Het was Halloween, een feestdag waaraan hij een hekel had. Alle ramen waar hij op weg naar huis langskwam, of tenminste alle ramen waarachter kinderen woonden, hadden een mobile van een geraamte of een pompoen waaruit een grijnzende mond was gesneden. Guy Fawkes-avond was ook niet een van zijn favoriete feesten, maar dat was lang niet zo erg als dit. Was die avond op zijn retour, moest hij het afleggen tegen deze domme zwarte magie? Op de hoek van zijn eigen straat kwam hij een groepje bijna-tieners tegen dat gehuld in het zwart onder een straatlantaarn stond. Het chemische licht accentueerde hun geverfde wangen en voorhoofden, met groene en paarse vlekken, behalve bij een van hen, wiens gezicht was geschminkt om het op een schedel te laten lijken. Ze riepen hem aan met ‘trick or treat’, maar hij verbrak zijn stilzwijgen niet en liep hen voorbij zonder hen een tweede blik waardig te keuren.
Dora was niet thuis. Ze was naar Sylvia gereden om op Mary te passen, en het huis was leeg. Hij schonk een glas bordeaux in, ging voor het raam staan en keek naar de straat, tot zijn aanwezigheid de aandacht trok van eerst een groep Halloweenvierders en toen twee jongens, die Halloween met Guy Fawkes-avond combineerden en een zelfgemaakt skelet in een rolstoel over zijn pad reden. Hij trok de gordijnen dicht en trok zich terug. Op dat moment werd er vuurwerk afgestoken in een van de tuinen van de buren, een aantal explosies gevolgd door het fluiten en gieren van een vuurpijl. De hond van zijn buren jankte.
Hij ging naar de keuken, haalde de lasagne die Dora voor hem had achtergelaten uit de oven en ging aan de keukentafel zitten eten. De bel ging en iemand gebruikte de klopper. Hij sloeg er geen acht op. Toen hij klaar was met eten, schonk hij een tweede glas wijn in en ging voor het raampje rechts van de voordeur staan. Daar kon hij, met het licht uit, ongezien naar de straat kijken. Dora zou straks terugkomen. Zodra ze de auto hun pad opreed, zou ze, als hij er geen stokje voor stak, belaagd worden door de Halloweenkinderen.
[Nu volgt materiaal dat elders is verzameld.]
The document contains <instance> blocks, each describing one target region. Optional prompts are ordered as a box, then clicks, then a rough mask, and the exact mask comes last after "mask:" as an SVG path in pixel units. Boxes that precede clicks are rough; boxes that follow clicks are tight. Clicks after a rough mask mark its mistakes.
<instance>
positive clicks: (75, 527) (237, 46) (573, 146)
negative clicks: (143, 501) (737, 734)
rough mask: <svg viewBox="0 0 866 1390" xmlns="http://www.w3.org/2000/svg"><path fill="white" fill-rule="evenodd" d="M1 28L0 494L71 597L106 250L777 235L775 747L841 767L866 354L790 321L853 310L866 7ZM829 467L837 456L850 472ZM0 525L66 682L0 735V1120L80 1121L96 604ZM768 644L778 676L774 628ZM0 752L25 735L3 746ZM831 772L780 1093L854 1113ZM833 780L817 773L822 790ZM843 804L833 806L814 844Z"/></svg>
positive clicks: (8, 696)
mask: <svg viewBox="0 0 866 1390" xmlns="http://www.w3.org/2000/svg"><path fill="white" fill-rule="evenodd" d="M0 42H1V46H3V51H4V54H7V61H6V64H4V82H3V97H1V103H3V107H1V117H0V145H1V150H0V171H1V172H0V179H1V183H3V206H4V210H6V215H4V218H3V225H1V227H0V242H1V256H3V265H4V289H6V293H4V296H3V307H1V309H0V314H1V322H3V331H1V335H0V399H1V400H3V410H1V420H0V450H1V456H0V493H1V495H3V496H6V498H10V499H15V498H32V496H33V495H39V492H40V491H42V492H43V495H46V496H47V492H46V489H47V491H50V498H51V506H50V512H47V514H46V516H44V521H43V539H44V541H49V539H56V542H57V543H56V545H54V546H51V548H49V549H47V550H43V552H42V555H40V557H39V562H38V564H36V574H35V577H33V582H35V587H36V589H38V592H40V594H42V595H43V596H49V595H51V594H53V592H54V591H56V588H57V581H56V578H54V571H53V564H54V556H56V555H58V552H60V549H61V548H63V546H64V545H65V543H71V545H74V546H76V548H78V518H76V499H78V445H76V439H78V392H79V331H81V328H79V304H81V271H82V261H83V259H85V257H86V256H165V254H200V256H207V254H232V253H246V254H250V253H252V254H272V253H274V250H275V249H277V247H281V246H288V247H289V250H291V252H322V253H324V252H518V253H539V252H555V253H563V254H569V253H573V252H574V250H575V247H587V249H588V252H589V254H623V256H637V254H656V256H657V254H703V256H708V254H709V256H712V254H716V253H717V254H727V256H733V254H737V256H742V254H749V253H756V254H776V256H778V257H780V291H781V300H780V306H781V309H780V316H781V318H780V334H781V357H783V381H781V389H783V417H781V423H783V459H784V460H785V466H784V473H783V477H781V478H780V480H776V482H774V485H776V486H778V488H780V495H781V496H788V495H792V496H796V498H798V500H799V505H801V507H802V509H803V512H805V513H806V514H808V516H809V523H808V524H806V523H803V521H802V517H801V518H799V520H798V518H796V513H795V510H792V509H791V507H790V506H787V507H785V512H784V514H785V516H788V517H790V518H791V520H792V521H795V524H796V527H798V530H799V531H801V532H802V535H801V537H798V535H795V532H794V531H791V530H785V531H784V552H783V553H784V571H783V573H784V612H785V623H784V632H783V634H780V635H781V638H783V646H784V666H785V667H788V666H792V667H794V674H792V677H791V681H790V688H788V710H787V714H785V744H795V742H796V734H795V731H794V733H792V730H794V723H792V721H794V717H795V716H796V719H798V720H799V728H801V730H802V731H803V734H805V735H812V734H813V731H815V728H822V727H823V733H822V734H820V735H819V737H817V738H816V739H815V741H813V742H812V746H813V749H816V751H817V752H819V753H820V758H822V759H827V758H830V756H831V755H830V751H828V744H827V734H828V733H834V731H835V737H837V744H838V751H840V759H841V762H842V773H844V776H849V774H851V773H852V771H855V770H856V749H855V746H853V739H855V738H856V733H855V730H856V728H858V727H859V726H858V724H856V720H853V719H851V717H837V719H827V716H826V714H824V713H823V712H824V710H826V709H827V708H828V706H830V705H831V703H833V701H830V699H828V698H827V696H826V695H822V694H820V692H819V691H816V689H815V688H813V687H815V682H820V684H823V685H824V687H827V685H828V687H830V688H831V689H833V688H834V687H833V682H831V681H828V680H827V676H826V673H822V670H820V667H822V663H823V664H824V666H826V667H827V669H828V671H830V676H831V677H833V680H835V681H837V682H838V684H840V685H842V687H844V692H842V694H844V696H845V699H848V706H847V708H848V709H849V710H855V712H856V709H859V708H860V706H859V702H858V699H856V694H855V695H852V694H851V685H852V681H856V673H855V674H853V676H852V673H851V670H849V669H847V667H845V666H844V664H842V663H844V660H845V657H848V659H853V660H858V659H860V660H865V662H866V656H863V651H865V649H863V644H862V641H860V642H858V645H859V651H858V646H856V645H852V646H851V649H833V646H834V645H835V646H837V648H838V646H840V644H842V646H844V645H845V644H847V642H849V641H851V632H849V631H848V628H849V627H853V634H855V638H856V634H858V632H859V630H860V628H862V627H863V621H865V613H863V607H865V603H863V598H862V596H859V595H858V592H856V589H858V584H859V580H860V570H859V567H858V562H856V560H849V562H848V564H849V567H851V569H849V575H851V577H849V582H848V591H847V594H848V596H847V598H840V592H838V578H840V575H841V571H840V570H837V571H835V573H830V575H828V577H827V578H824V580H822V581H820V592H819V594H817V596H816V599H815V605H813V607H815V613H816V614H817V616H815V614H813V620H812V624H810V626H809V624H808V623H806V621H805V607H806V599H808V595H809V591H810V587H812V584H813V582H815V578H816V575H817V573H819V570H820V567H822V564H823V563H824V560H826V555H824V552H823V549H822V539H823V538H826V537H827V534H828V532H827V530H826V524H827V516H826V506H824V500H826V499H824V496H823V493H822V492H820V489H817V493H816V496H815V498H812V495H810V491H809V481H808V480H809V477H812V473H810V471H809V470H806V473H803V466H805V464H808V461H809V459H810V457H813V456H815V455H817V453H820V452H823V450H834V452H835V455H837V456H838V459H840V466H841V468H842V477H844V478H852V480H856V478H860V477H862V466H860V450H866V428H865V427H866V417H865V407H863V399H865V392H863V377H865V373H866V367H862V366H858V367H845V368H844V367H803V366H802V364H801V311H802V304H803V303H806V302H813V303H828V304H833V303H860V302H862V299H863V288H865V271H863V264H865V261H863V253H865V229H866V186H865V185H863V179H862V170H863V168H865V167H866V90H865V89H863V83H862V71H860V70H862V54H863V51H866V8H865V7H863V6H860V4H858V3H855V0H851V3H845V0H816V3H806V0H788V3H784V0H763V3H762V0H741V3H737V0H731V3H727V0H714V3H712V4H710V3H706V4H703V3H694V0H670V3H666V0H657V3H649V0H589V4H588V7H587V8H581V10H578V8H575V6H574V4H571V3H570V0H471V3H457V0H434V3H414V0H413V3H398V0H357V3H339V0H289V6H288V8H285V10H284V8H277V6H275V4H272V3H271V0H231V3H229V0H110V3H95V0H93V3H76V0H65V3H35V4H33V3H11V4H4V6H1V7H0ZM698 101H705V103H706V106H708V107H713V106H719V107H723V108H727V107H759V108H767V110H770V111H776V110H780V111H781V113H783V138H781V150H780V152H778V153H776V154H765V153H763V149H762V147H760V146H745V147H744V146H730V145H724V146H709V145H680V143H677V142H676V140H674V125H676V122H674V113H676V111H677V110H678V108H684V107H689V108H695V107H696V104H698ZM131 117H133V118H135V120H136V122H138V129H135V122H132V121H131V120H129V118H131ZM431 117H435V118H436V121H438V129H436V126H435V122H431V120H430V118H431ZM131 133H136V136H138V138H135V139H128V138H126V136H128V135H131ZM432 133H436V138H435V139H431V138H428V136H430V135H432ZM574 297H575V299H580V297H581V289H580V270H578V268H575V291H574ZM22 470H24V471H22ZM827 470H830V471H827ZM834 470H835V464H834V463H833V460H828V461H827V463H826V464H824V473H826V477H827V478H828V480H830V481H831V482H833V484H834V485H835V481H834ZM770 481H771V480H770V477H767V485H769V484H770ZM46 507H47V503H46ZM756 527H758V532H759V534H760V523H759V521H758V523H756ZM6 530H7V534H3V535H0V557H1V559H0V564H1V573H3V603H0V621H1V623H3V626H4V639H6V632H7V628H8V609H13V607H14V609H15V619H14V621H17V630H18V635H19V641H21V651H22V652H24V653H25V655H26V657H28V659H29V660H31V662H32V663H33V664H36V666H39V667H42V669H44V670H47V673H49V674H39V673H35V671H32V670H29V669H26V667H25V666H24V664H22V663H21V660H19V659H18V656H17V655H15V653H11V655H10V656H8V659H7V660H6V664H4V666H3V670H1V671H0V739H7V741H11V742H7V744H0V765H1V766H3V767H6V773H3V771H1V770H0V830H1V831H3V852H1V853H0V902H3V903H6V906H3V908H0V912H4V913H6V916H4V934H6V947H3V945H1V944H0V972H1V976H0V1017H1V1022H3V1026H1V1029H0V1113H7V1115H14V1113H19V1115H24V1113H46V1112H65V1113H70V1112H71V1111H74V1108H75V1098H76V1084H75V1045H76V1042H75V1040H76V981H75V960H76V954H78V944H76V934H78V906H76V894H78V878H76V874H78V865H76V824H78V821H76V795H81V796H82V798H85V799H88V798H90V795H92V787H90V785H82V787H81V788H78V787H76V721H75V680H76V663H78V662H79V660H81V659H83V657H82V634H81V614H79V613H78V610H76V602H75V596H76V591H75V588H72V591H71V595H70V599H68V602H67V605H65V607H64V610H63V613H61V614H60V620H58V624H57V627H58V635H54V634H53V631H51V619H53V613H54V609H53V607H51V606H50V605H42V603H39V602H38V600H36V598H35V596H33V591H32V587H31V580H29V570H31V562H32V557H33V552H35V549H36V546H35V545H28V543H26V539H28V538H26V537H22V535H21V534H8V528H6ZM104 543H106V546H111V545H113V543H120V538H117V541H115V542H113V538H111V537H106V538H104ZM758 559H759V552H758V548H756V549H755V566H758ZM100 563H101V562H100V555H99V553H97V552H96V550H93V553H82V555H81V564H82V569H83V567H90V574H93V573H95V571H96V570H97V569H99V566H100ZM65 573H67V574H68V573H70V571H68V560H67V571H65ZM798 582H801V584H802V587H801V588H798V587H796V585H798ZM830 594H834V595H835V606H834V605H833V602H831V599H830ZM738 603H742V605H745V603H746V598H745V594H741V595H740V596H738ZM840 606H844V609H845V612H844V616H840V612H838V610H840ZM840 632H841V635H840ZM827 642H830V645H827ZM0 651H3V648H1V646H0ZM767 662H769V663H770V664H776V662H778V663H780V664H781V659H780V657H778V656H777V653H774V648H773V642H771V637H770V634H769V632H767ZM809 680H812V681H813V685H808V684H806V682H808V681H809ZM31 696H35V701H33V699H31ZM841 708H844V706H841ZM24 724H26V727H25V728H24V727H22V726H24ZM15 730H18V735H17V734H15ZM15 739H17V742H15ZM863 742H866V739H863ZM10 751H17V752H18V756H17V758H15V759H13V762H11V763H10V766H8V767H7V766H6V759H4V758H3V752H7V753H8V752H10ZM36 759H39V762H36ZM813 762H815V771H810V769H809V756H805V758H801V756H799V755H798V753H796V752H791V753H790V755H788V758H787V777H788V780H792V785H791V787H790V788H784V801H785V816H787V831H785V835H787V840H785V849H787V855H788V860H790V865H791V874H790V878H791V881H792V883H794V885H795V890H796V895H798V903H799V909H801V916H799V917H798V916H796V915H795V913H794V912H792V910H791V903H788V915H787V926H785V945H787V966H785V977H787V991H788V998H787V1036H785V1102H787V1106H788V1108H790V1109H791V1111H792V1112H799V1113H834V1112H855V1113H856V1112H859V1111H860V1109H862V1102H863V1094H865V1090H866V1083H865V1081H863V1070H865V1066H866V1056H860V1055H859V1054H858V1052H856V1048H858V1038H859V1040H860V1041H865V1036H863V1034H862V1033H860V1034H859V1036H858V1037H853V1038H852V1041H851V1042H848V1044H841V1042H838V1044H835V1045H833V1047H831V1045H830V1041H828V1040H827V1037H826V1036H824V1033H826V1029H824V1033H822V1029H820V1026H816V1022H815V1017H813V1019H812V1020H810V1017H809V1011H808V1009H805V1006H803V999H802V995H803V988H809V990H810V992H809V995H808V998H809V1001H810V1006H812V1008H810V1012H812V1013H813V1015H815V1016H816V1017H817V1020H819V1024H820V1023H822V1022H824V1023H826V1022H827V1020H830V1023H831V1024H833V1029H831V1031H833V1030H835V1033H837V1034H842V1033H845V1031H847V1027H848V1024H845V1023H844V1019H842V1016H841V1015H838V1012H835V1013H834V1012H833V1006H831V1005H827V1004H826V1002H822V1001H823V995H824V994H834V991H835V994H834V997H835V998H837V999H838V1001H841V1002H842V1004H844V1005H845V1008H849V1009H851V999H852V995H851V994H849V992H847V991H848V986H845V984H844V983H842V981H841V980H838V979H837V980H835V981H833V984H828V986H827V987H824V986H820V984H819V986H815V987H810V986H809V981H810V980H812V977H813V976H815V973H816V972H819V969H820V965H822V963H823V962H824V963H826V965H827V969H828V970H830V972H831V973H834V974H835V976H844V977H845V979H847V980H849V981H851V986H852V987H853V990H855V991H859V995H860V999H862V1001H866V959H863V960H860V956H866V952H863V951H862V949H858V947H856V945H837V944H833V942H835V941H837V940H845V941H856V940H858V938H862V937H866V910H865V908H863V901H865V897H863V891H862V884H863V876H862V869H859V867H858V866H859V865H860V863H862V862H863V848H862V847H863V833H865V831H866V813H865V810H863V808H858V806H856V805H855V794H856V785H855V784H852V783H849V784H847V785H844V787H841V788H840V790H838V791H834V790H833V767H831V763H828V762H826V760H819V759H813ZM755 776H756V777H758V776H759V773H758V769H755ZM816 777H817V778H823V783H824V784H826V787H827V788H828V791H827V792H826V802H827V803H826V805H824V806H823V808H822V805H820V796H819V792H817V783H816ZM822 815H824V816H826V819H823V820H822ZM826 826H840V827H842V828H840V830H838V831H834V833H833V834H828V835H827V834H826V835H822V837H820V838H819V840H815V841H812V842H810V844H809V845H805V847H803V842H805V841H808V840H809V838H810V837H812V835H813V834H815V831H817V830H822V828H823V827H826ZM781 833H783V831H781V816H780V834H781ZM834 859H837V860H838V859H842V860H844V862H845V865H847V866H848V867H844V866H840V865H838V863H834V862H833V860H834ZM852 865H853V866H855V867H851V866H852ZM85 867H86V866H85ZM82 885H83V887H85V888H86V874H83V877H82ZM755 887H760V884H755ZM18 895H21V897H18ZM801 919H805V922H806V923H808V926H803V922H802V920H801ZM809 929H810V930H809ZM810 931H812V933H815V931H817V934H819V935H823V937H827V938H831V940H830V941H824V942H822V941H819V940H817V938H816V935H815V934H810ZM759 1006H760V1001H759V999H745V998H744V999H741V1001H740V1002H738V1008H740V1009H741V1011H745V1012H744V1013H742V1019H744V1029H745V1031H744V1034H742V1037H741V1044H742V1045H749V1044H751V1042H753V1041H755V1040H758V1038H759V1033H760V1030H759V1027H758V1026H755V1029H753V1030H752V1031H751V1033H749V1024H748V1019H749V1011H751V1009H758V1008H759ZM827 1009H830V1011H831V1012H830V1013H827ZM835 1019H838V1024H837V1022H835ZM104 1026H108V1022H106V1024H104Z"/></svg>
De telefoon riep hem bij de deur vandaan. Het was Sheila, die over plannen voor de film De eerste hemel wilde praten. Het vuurwerk was oorverdovend, zowel bij hem als bij haar in Hampstead. Toen het zoveelste mitrailleursalvo van voetzoekers hem het spreken onmogelijk maakte, zei hij: ‘Sorry, schat, we zullen dit gesprek een andere keer moeten voeren.’ Meteen na de explosies, toen hij de telefoon neerlegde, werd er opnieuw op de voordeur geklopt. Er werd zelfs herhaaldelijk geklopt, als een echo van het vuurwerk, alsof zijn bezoeker eerst vergeefs had geprobeerd de bel te gebruiken.
Natuurlijk ging hij niet opendoen. Het kon een onschuldige Halloweenvierder zijn die op eigen houtje de huizen afging, iemand die niet wist dat geen enkele huiseigenaar in deze straat zo onvoorzichtig zou zijn om op 31 oktober de voordeur open te doen, maar toch deed hij het niet. Geruisloos ging hij naar het raampje in het donker terug. De bel ging, maar het was ditmaal een timide, onzeker geluid. Hij had niet beseft dat door het raampje alleen de zijmuur van het portiek te zien was en stond al op het punt het op te geven, weg te lopen, toen hij nog één keer omkeek.
Degene die had aangeklopt en gebeld, had haar laatste poging gedaan en sloot het hekje achter zich. Het was geen tienerjongen of -meisje, maar een vrouw. Haar hoofd was bedekt en ze droeg een dikke donkere jas. Kon het Matea zijn? Niets wees daarop, behalve de kaarsrechte houding en lichte tred van de vrouw. Vuurwerk dat plotseling dichtbij explodeerde, verblindde hem even, en toen hij weer kon zien, was de vrouw verdwenen.
Het kostte hem wat tijd om zijn sleutels te halen. Hij viste ze uit de zak van zijn regenjas, deed de deur achter zich dicht en rende achter haar aan door de straat, maar ze was naar links of rechts gegaan en ze was nergens meer te bekennen.